Wednesday, April 15, 2009

HOPE AND FEAR HUMAN RIGHTS IN THE KURDISTAN REGION OF IRAQ

By Amnesty International



14 April 2009

Security forces in Iraq's autonomous Kurdistan Region operate outside the rule of law and regularly abuse their authority, according to a new Amnesty International report.
During a fact-finding mission to the Kurdistan Region in 2008, Amnesty International researchers found many cases of people arrested and arbitrarily detained by Asayish (security) officials, including some who were tortured and others who were forcibly disappeared and whose fate and whereabouts remain unknown.
Torture methods include electric shocks to different parts of the body; beatings with fists, cables and metal or wooden batons; suspension by the wrists or ankles; beating on the soles of the feet (falaqa); sleep deprivation and kicking.
Amnesty International has called on the Kurdistan Regional Government (KRG) to hold those responsible for human rights violations to account.
"The Kurdistan Region has been spared the bloodletting and violence that continues to wrack the rest of Iraq and the KRG has made some important human rights advances," said Malcolm Smart, Director of the Middle East and North Africa Programme. "Yet real problems - arbitrary detention and torture, attacks on journalists and freedom of expression, and violence against women - remain and need urgently to be addressed by the government."

Hundreds of detainees who were held without charge or trial for several years have now been released but the authorities have failed to significantly curb the powers of the Asayish.
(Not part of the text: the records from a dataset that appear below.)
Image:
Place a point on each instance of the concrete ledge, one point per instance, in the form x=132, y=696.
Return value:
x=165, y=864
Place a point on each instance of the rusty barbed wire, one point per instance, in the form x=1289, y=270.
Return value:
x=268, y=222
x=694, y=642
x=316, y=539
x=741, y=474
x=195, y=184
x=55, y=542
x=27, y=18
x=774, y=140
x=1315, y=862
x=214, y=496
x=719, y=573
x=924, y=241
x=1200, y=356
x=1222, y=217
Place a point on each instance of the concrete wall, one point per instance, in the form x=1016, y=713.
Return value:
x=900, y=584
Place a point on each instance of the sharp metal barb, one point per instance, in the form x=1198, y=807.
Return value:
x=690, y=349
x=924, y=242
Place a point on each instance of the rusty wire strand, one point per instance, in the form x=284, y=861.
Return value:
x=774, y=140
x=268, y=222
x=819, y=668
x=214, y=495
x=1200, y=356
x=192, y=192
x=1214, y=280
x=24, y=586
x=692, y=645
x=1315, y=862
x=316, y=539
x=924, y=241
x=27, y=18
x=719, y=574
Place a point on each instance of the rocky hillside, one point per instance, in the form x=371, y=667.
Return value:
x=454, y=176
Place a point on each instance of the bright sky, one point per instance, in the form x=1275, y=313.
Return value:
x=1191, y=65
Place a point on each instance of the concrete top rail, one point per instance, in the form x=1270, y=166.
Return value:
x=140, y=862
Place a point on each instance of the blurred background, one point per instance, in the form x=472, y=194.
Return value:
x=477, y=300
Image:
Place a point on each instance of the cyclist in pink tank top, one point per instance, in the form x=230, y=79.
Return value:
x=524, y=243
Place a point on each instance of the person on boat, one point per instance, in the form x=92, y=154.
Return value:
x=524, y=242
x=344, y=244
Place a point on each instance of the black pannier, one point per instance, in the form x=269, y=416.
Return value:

They have also failed to rein in the Parastin and the Dezgay Zanyari, the security arms of the two main Kurdish political parties - the Kurdistan Democratic Party (KDP) and the Patriotic Union of Kurdistan (PUK) - which jointly comprise the KRG.

"The KRG must take concrete steps to rein in these forces and make them fully accountable under the law if recent human rights gains are to prove effective," said Malcolm Smart. "The authorities must do more to uphold media freedom and redouble their efforts to overcome discrimination and violence against women, and end the vicious cycle of so-called honour killings and other attacks on women by men who wish to subordinate them."

Amnesty International's report cites several cases of women who were murdered by male relatives in 2008. These include Cilan Muhammad Amin, 23, who was strangled to death, apparently by her brother, because of her suspected relationship with another man.
Another woman, Kowan Yunis Qadir, aged 17, was shot dead after she sought a divorce from her husband.
In other cases, women and girls are reported to have committed suicide because of violence, or the threat of it, from their male relatives, including 13-year-old Rojan, who burnt herself to death in March 2008 to escape forcible marriage to an adult man.
"Such cases show how much more still needs to be done by the KRG authorities to give women and girls effective protection against violence from those who wish to control their behaviour or force them into marriages against their will," said Malcolm Smart. "No effort should be spared to prosecute and imprison those who commit violence against women, and to make clear that those who perpetrate these crimes cannot escape justice.